Here are the most popular parts of the Great Wall of China:
- Mutianyu – the best restored, and you can even toboggan down (1.5 hours drive)
- Badaling – most popular with Chinese tourists and the busiest (1.5 hours drive)
- Jinshanling – the most beautiful and wild, great for hiking (2-3 hours drive)
- Simitai – also good for hiking, and offers night tours (2-3 hours drive).
It’s important to plan your trip to the wall carefully, as each section is different and caters to different kinds of tourists.
And, they’re all different distances from Beijing (though a one-day return trip is enough time for most sections).
The folks over at China Highlights have a nice article which goes into more detail about the different sections.
17. Beware of scammers
If you’re a first-time traveler in China, you really need to hear this.
If anyone approaches you, especially near Tiananmen Square or the Forbidden City, and asks you to come with them to try some tea, definitely say “no”.
It’s a well-known scam, where after sampling a few small cups of tea, you’re essentially locked in the teahouse until you pay the exorbitant amount they demand.
You may also be approached by people offering to be your tour guide, especially in the Forbidden City area. Be very, very careful.
18. Come in spring or fall
Last but not least – when is the best time to come to Beijing?
If you don’t like extreme hot and cold temperatures, then spring and fall are the most pleasant seasons to visit Beijing.
Just note that this is when most travelers like to visit the city too.
No matter what season you come, it’s a good idea to avoid Chinese New Year and the other Chinese public holidays because everywhere will be unbelievably crowded.
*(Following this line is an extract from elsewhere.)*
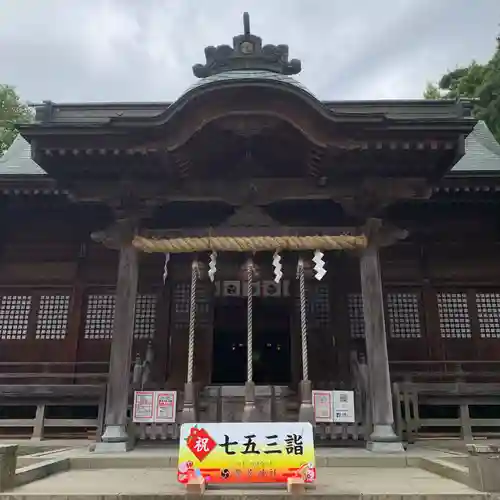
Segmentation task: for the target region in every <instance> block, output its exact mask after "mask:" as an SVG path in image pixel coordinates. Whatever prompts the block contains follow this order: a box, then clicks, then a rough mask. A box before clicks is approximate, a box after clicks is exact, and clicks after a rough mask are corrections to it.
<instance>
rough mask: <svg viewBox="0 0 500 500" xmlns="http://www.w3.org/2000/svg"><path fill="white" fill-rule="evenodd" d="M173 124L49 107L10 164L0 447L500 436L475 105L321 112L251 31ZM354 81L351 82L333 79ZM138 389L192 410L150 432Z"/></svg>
mask: <svg viewBox="0 0 500 500" xmlns="http://www.w3.org/2000/svg"><path fill="white" fill-rule="evenodd" d="M205 56H206V61H205V62H204V63H203V64H196V65H195V66H194V67H193V73H194V75H195V77H197V78H198V80H197V82H196V83H195V84H194V85H193V86H192V87H190V88H189V89H188V90H187V91H186V92H185V93H184V94H183V95H181V96H180V97H179V98H178V99H177V100H176V101H175V102H171V103H104V104H93V103H81V104H56V103H53V102H50V101H46V102H44V103H43V104H41V105H39V106H36V117H35V120H34V122H33V123H31V124H26V125H20V126H19V130H20V135H19V137H18V138H17V139H16V141H15V142H14V144H13V145H12V146H11V148H10V149H9V150H8V151H7V152H6V154H5V155H4V157H3V158H2V159H0V192H1V198H0V200H1V201H0V218H1V224H2V226H1V227H2V239H1V255H0V266H1V272H0V378H1V379H2V380H0V400H1V401H0V430H1V431H2V433H3V434H4V435H10V436H12V435H28V436H31V437H33V438H42V437H58V436H59V437H61V436H68V435H80V436H81V435H82V433H83V434H92V433H93V434H94V435H95V437H96V439H97V441H99V443H98V445H97V449H105V450H106V451H109V450H118V451H120V450H126V449H128V448H129V447H130V442H131V441H133V440H136V439H138V440H160V441H164V440H175V439H178V431H179V424H180V423H182V422H192V421H204V422H213V421H241V420H246V421H253V420H266V421H269V420H271V421H284V420H285V421H290V420H302V421H311V422H313V421H314V413H313V405H312V391H313V390H325V391H326V390H333V389H347V390H353V391H354V394H355V403H356V422H355V423H351V424H335V423H316V424H315V433H316V438H317V440H318V443H325V444H340V445H342V444H348V443H355V442H357V443H360V444H363V443H366V446H367V447H368V448H369V449H371V450H377V451H398V450H402V449H403V448H402V443H403V442H405V441H409V442H411V441H413V440H414V439H417V438H422V437H426V436H429V435H434V436H436V435H440V436H449V435H461V436H462V437H464V438H466V439H470V438H472V437H473V436H486V437H487V436H490V435H494V434H495V433H498V432H499V431H500V405H499V404H498V393H499V390H500V370H499V368H500V362H499V359H500V357H499V356H500V264H499V260H498V255H499V241H500V233H499V231H500V218H499V214H500V196H499V192H500V146H499V145H498V144H497V143H496V141H495V140H494V138H493V136H492V135H491V133H490V132H489V130H488V129H487V127H486V126H485V125H484V123H481V122H479V123H478V122H477V121H476V120H475V119H474V118H472V115H471V108H472V105H471V103H469V102H460V101H426V100H414V101H397V100H395V101H322V100H319V99H318V98H317V97H316V96H314V95H312V94H311V93H310V92H309V91H308V90H307V89H306V88H305V87H304V86H303V85H302V84H300V83H299V82H298V81H297V80H296V79H295V78H294V75H296V74H298V73H299V72H300V70H301V62H300V61H298V60H296V59H289V56H288V47H287V46H286V45H263V43H262V40H261V38H259V37H258V36H255V35H253V34H252V33H251V31H250V24H249V19H248V15H246V14H245V16H244V30H243V34H241V35H238V36H236V37H234V39H233V45H232V46H228V45H221V46H218V47H207V48H206V49H205ZM331 71H335V69H334V68H333V69H332V70H331ZM137 389H149V390H153V389H154V390H159V389H169V390H175V391H177V394H178V405H177V419H176V422H175V423H171V424H161V425H160V424H158V425H155V424H151V425H148V424H140V425H133V424H132V423H131V421H130V406H131V404H132V396H133V391H134V390H137Z"/></svg>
Even the hotels will be more expensive.
The final Beijing travel tip
This isn’t really specific to Beijing, but it’s something that I highly recommend for anywhere in China.
Just remember that the way you’ve always done things, the way that your family and culture have always done things, isn’t necessarily the right way to do them in China.
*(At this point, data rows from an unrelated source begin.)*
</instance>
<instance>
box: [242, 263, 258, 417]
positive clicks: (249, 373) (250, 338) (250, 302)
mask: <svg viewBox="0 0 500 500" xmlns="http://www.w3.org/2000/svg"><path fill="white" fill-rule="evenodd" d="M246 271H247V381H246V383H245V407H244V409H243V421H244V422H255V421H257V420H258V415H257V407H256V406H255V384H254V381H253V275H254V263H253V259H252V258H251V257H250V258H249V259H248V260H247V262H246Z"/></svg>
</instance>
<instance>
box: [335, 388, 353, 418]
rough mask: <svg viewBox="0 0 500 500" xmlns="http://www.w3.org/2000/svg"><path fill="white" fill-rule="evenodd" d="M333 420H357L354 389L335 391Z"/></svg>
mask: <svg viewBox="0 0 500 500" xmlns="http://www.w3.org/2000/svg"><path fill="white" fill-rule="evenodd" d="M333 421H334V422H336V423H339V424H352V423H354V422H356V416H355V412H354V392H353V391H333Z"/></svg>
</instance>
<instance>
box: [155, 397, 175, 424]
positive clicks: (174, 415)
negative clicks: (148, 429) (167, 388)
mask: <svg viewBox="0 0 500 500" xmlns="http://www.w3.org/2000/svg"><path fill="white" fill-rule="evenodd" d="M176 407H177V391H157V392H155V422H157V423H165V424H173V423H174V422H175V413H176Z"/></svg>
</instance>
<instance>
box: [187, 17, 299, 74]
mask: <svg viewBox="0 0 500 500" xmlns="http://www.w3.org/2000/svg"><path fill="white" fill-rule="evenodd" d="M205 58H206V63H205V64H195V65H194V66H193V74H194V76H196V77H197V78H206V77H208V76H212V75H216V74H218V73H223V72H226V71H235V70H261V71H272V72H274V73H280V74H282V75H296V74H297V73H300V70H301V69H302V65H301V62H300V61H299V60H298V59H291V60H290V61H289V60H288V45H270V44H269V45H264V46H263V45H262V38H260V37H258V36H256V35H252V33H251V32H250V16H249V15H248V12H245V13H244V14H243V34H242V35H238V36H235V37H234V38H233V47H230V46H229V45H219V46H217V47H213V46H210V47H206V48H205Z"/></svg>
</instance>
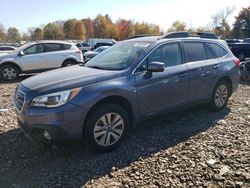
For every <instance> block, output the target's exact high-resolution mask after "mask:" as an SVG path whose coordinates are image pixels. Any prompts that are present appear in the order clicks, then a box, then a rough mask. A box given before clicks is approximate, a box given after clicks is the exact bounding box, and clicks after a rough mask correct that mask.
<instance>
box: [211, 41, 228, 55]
mask: <svg viewBox="0 0 250 188" xmlns="http://www.w3.org/2000/svg"><path fill="white" fill-rule="evenodd" d="M209 46H210V47H211V48H212V50H213V51H214V53H215V54H216V56H217V57H223V56H225V55H227V53H228V52H227V51H226V50H225V49H224V48H222V47H221V46H219V45H218V44H215V43H209Z"/></svg>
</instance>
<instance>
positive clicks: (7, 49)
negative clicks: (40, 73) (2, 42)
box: [0, 46, 16, 54]
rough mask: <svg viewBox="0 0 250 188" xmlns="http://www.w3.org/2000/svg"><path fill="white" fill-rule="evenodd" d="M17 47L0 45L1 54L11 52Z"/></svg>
mask: <svg viewBox="0 0 250 188" xmlns="http://www.w3.org/2000/svg"><path fill="white" fill-rule="evenodd" d="M15 49H16V48H15V47H13V46H0V54H2V53H9V52H12V51H14V50H15Z"/></svg>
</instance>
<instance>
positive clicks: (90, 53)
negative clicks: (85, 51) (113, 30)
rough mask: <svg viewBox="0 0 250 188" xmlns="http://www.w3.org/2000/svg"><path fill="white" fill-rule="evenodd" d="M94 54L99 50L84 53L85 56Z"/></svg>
mask: <svg viewBox="0 0 250 188" xmlns="http://www.w3.org/2000/svg"><path fill="white" fill-rule="evenodd" d="M92 54H97V52H93V51H90V52H85V53H84V55H85V56H89V55H92Z"/></svg>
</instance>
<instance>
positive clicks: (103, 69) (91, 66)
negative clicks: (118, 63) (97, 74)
mask: <svg viewBox="0 0 250 188" xmlns="http://www.w3.org/2000/svg"><path fill="white" fill-rule="evenodd" d="M86 67H89V68H93V69H101V70H108V69H107V68H104V67H99V66H97V65H95V66H86Z"/></svg>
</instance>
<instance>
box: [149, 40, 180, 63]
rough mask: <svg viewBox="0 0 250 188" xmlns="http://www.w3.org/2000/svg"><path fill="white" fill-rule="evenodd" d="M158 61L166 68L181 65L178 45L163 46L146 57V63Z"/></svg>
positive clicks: (179, 52)
mask: <svg viewBox="0 0 250 188" xmlns="http://www.w3.org/2000/svg"><path fill="white" fill-rule="evenodd" d="M153 61H158V62H162V63H165V65H166V67H170V66H174V65H180V64H181V50H180V45H179V43H170V44H164V45H162V46H160V47H159V48H157V49H156V50H155V51H154V52H153V53H151V54H150V56H149V57H148V63H151V62H153Z"/></svg>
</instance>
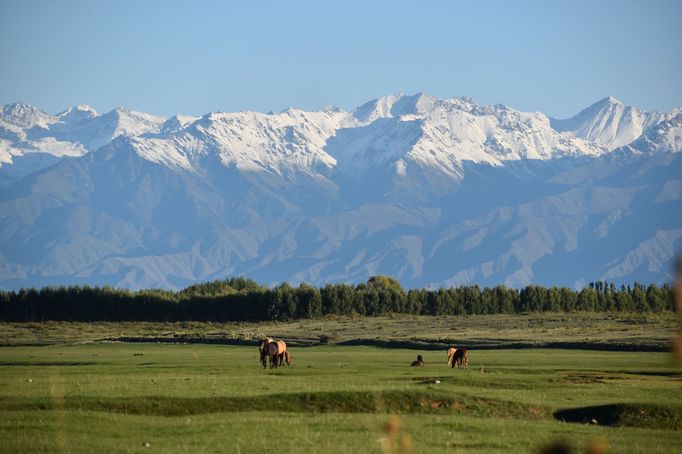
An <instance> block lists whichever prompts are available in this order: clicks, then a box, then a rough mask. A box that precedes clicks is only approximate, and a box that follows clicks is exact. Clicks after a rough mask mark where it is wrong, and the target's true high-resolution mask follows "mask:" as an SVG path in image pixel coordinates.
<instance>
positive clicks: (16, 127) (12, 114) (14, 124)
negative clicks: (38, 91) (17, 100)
mask: <svg viewBox="0 0 682 454" xmlns="http://www.w3.org/2000/svg"><path fill="white" fill-rule="evenodd" d="M57 121H58V119H57V118H56V117H54V116H52V115H49V114H46V113H45V112H43V111H42V110H40V109H38V108H36V107H33V106H32V105H30V104H26V103H23V102H15V103H12V104H7V105H4V106H2V108H1V109H0V122H2V123H5V126H7V125H9V126H10V127H15V128H21V129H28V128H33V127H36V126H37V127H40V128H48V127H49V126H50V125H51V124H53V123H56V122H57Z"/></svg>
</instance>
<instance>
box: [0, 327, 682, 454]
mask: <svg viewBox="0 0 682 454" xmlns="http://www.w3.org/2000/svg"><path fill="white" fill-rule="evenodd" d="M519 317H521V318H520V319H519V320H517V322H518V323H519V324H520V326H523V323H524V320H526V322H527V323H530V318H532V317H531V316H529V318H528V319H523V318H522V316H519ZM488 320H489V319H488ZM575 320H577V322H576V323H574V324H572V325H571V324H570V323H568V322H564V325H567V326H568V328H567V330H568V331H569V332H571V330H574V329H575V330H580V331H579V336H581V337H582V338H583V339H584V338H585V337H586V335H587V337H588V338H589V339H593V338H594V339H601V340H600V342H606V341H608V339H616V340H617V342H616V341H613V342H615V343H614V344H613V345H621V344H622V342H621V341H622V338H626V339H627V338H631V337H632V336H630V335H629V334H633V333H637V332H645V331H647V330H645V329H643V328H642V326H640V325H637V324H636V323H634V322H632V321H630V322H628V323H624V322H623V325H624V326H625V325H627V326H630V327H631V328H624V329H625V330H626V332H621V331H615V328H614V331H613V332H617V333H618V334H617V335H612V336H607V337H608V339H606V340H604V339H602V338H601V337H600V336H604V334H603V333H600V332H598V331H597V330H594V331H590V329H591V328H585V327H584V326H583V325H584V324H583V322H582V321H581V320H580V319H579V316H578V319H575ZM378 321H379V320H377V319H375V318H372V319H356V320H355V323H354V324H353V325H354V326H362V323H367V324H370V325H372V327H373V328H376V326H374V325H373V324H374V323H378ZM402 321H403V320H402V318H398V319H395V320H393V324H391V323H392V322H391V319H390V317H388V318H386V319H385V320H383V322H384V323H382V326H384V328H383V329H382V330H379V331H376V330H375V331H374V333H380V332H382V331H385V330H389V334H381V336H384V337H385V339H392V338H393V337H395V338H398V339H401V338H405V339H410V338H413V337H414V336H413V333H411V332H410V331H409V330H408V329H407V328H404V331H405V333H403V334H401V332H400V330H399V329H398V328H396V326H398V325H399V324H400V323H402ZM506 321H512V320H510V319H506ZM350 322H351V320H346V319H342V320H326V321H325V320H317V321H310V323H311V324H312V325H310V326H305V325H304V326H300V325H297V324H298V323H300V322H293V323H292V324H290V325H284V324H280V325H272V326H262V325H256V324H254V325H253V326H252V325H243V324H241V325H234V326H232V328H230V329H234V330H235V331H234V333H237V332H240V331H241V332H243V333H242V334H243V336H244V340H246V337H248V336H250V335H256V334H258V332H257V331H260V330H261V329H262V328H264V329H265V330H266V331H267V332H268V333H271V332H274V331H277V329H280V330H283V332H287V330H298V331H296V333H298V334H300V335H301V336H299V340H301V339H304V337H303V336H302V334H305V333H308V334H309V335H308V337H307V338H312V337H313V335H312V334H311V333H313V334H314V333H315V331H314V327H315V326H318V325H315V324H324V323H326V325H324V326H325V327H326V328H325V331H327V332H331V331H334V332H335V333H336V334H335V336H337V338H338V339H337V340H338V344H329V345H324V344H322V343H317V344H314V346H308V347H303V346H299V347H292V353H293V355H294V360H293V364H292V366H290V367H282V368H279V369H275V370H270V369H262V368H261V367H260V365H259V362H258V359H259V358H258V350H257V347H255V346H254V345H224V344H205V343H189V344H187V343H157V342H111V341H106V340H102V339H103V338H108V337H110V335H111V334H113V333H114V332H116V331H119V332H120V331H121V329H127V330H128V331H126V332H124V333H119V334H125V335H132V334H136V335H137V336H138V337H139V336H141V335H142V333H144V332H148V330H149V329H151V328H153V327H152V326H151V325H134V324H133V325H125V326H123V325H117V324H112V325H102V326H101V327H100V329H99V330H98V327H97V325H94V326H93V325H90V324H81V325H79V324H63V325H61V329H60V325H59V324H53V323H47V324H40V323H38V324H31V325H28V324H25V325H21V324H2V325H0V339H1V340H2V341H3V344H4V345H5V346H3V347H0V451H1V452H27V451H31V452H54V451H60V452H94V451H101V452H112V451H116V452H138V451H139V452H151V451H159V452H256V451H263V450H276V451H277V452H354V453H358V452H534V451H537V450H538V449H540V448H541V447H543V446H546V445H548V444H550V443H553V442H557V441H562V442H564V443H566V444H568V445H570V446H572V447H573V448H574V449H575V450H576V452H582V451H584V449H586V447H587V446H589V445H594V444H598V445H602V446H603V445H608V446H609V448H610V450H611V452H679V451H680V450H682V397H681V395H680V390H681V388H680V384H681V383H682V382H681V381H680V380H681V379H682V371H681V370H680V368H679V367H678V366H677V365H676V363H675V362H674V360H673V357H672V355H671V354H670V353H668V352H663V351H602V350H597V349H592V350H585V349H580V348H573V349H559V348H502V345H500V348H495V346H494V345H493V344H492V342H493V341H494V340H495V339H498V338H500V339H506V340H510V341H514V340H519V339H522V338H523V336H522V335H521V332H522V331H523V330H519V333H517V335H514V334H513V333H514V330H512V328H513V327H512V326H509V327H508V329H507V330H505V329H502V328H500V329H498V330H491V329H488V330H487V335H486V332H485V331H486V329H485V328H484V325H485V324H486V323H490V322H486V321H485V320H484V319H481V320H478V321H476V322H475V323H474V322H472V323H471V325H472V326H473V327H472V328H471V329H472V330H474V331H473V332H472V333H471V334H476V336H473V338H475V339H474V340H476V339H477V340H479V341H488V342H490V343H491V344H489V345H488V347H487V348H486V349H480V350H476V349H473V348H472V349H471V352H470V367H469V369H467V370H458V369H450V368H448V367H447V365H446V358H445V351H441V350H433V349H430V348H429V349H427V348H424V349H414V348H412V349H405V348H381V347H376V346H370V345H348V344H345V345H344V342H348V341H350V340H352V338H354V337H355V338H357V337H358V333H359V332H365V331H367V330H368V328H367V327H365V328H364V329H360V330H359V331H358V332H355V331H353V333H354V334H352V333H351V332H350V330H351V328H350V327H349V328H348V330H347V331H344V330H343V329H341V326H342V325H343V324H345V323H348V324H349V325H350V324H351V323H350ZM616 322H617V321H614V320H607V319H605V320H603V323H608V324H614V323H615V324H618V323H616ZM418 323H421V324H423V325H424V326H426V325H431V326H432V328H431V329H432V331H428V330H426V329H425V330H424V332H425V333H426V337H434V338H438V336H440V335H441V334H443V333H441V329H440V328H439V327H438V323H439V322H438V321H437V320H436V319H435V318H434V319H429V318H424V319H420V320H419V321H418ZM601 323H602V322H598V323H597V325H598V326H599V327H602V328H603V326H602V324H601ZM642 323H644V324H645V325H644V326H647V327H648V328H649V329H648V333H649V335H648V336H644V335H643V334H642V335H641V336H640V337H641V338H642V339H643V340H642V345H644V347H643V349H650V348H649V347H647V345H649V346H650V344H648V343H649V342H651V339H659V338H661V339H662V338H664V337H665V336H667V334H668V330H669V329H671V328H670V326H669V319H668V318H667V317H664V318H662V319H661V318H654V319H649V318H647V319H646V320H645V321H642ZM555 324H556V325H557V327H554V325H555ZM542 325H543V326H544V328H538V329H539V330H541V329H544V330H546V333H547V337H548V338H550V337H552V333H553V331H555V330H556V331H558V330H559V329H560V328H559V327H558V325H559V321H558V320H555V319H551V320H544V322H543V323H542ZM331 326H334V327H335V329H334V330H332V329H331V328H330V327H331ZM578 326H582V328H578ZM387 327H388V328H387ZM105 328H108V329H110V330H111V331H110V332H108V331H106V329H105ZM164 328H165V329H166V331H163V329H164ZM169 328H173V327H171V326H169V325H159V326H156V327H155V329H157V331H156V332H154V333H153V335H154V336H160V335H162V334H165V335H166V336H168V337H172V336H173V333H174V334H178V332H180V331H181V329H184V330H185V331H183V333H184V334H185V335H187V336H190V335H191V336H194V337H201V336H202V335H204V336H208V337H207V339H212V340H215V337H216V336H217V335H218V334H217V333H218V332H222V333H223V335H224V336H226V338H228V337H229V336H228V332H232V331H226V330H228V326H226V325H221V326H215V325H212V324H193V325H185V326H184V328H183V327H182V326H179V325H178V326H174V328H176V329H175V330H173V329H170V330H169ZM79 329H80V331H81V332H82V333H86V334H83V336H82V337H83V338H82V339H80V340H78V336H77V334H76V333H77V332H78V331H79ZM353 329H354V330H358V328H353ZM394 329H395V330H397V331H398V332H397V333H395V334H391V330H394ZM628 329H629V330H630V331H631V332H630V331H627V330H628ZM478 330H480V331H478ZM510 330H512V331H510ZM60 331H61V332H62V333H63V338H61V340H60V337H59V335H58V333H59V332H60ZM525 331H527V329H526V330H525ZM525 331H524V332H525ZM97 332H99V336H96V335H95V333H97ZM589 332H592V334H591V335H589ZM22 333H23V334H22ZM30 333H32V334H30ZM36 333H38V334H36ZM49 333H52V334H49ZM87 333H90V334H87ZM374 333H373V334H374ZM439 333H440V334H439ZM289 334H295V333H294V332H293V331H290V332H289ZM445 334H447V332H445ZM22 335H23V336H24V337H22ZM31 335H32V336H35V337H36V338H37V339H38V340H40V339H41V338H42V339H43V340H44V339H48V340H49V341H45V342H42V344H45V345H37V344H39V343H41V342H34V341H35V340H36V339H32V338H31ZM633 335H634V334H633ZM89 336H91V338H90V337H89ZM191 336H190V337H191ZM235 336H236V334H235ZM554 336H555V337H556V336H557V334H556V333H555V334H554ZM368 337H369V336H368ZM371 337H372V338H373V339H375V340H376V337H377V336H376V335H373V336H371ZM571 337H575V333H573V334H570V333H569V334H567V338H571ZM181 338H182V337H181ZM462 338H463V339H466V340H467V341H469V342H473V341H472V339H473V338H472V337H466V338H464V337H462ZM17 339H18V340H17ZM22 339H23V340H22ZM88 339H90V340H88ZM619 339H620V340H619ZM11 340H14V343H12V342H10V341H11ZM86 340H87V342H84V341H86ZM138 340H139V339H138ZM323 340H325V341H326V342H329V339H328V338H325V339H323ZM339 344H341V345H339ZM301 345H304V344H301ZM636 346H637V343H636V342H633V343H632V344H631V345H630V347H632V348H635V349H636ZM592 348H594V346H592ZM418 354H421V355H423V357H424V360H425V361H426V365H425V366H424V367H421V368H413V367H409V364H410V362H411V361H412V360H413V359H414V358H415V357H416V355H418Z"/></svg>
People tend to think that their way of doing things and looking at the world is the only or even the best way. But it isn’t.
During my time in Beijing and in China at large, I found that things that seemed strange at first came to feel natural and even appropriate over time.
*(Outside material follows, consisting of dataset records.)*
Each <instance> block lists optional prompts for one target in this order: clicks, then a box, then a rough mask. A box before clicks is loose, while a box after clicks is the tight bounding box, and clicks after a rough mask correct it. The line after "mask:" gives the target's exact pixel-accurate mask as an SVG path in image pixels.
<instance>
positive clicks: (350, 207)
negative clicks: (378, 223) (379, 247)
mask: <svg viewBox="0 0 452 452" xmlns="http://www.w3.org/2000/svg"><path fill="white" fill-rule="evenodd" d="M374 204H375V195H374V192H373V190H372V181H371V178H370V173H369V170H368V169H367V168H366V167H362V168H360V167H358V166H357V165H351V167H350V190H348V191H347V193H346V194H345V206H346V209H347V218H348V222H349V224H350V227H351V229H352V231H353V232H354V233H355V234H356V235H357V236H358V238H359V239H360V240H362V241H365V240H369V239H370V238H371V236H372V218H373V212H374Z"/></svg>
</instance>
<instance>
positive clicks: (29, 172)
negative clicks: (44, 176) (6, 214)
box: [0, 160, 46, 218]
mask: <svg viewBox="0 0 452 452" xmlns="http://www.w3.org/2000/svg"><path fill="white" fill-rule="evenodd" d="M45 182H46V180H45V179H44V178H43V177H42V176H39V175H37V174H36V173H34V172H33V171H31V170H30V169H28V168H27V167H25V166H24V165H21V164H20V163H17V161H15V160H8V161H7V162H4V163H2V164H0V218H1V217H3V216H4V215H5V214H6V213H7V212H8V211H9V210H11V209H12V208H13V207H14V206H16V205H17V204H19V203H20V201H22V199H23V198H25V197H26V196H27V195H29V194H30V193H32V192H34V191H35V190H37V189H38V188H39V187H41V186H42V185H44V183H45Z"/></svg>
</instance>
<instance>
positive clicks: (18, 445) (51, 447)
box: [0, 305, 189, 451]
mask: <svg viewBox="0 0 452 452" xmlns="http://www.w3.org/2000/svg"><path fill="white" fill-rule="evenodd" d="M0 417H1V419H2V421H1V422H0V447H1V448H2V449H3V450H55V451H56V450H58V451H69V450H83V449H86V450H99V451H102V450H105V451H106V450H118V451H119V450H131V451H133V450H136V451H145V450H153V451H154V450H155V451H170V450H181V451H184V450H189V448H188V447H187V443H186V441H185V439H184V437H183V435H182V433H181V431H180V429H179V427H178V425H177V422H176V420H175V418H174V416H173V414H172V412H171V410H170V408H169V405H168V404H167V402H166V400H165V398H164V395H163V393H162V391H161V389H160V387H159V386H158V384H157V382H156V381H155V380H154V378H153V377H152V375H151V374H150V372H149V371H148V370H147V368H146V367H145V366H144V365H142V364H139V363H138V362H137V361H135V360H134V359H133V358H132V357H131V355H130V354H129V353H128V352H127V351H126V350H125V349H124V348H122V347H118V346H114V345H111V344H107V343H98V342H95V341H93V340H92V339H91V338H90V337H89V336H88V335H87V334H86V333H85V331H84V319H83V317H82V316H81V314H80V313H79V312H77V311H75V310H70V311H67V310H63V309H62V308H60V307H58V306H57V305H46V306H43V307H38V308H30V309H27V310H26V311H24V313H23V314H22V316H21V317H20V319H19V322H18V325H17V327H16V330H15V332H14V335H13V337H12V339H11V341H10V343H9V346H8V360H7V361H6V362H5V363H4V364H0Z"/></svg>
Travel demands a flexible mind. And if you visit Beijing with a flexible mind, you’ll have a much better and stress-free trip.
I know you’ll have a great time in Beijing. And don’t forget your VPN!
I hope you liked my Beijing travel tips. Now, check out the China travel tips page for even more helpful advice.
Main image credit: Supplied by Mike Cairnduff.
FAQ about Beijing travel
Is Beijing open for travel?
It sure is. Following a few years of being practically shut off from the rest of the world, Beijing, along with the rest of China, is now open for travel. There are no longer any Covid restrictions.
Is it safe to travel to Beijing?
It sure is. Beijing, like the rest of China, is very safe for foreign tourists. Crime against foreigners is practically unheard of. If you’re prone to respiratory problems, you may want to bring some good quality masks in case of the odd bad pollution day or dust storm.
Is Beijing worth visiting?
Absolutely! It’s the cultural capital of China and it’s very different to other Chinese cities. There’s unique food, a local dialect, and countless historical sites. You could spend weeks in Beijing and still not experience everything.
Why is Beijing a good place to visit?
It’s full of history and culture, making it an absolute treat for tourists. There’s the world-famous Great Wall of China within a few hours’ reach, Forbidden City (or Palace Museum), Temple of Heaven, ancient hutongs (back alleys), Summer Palace, Tiananmen Square, and so much more.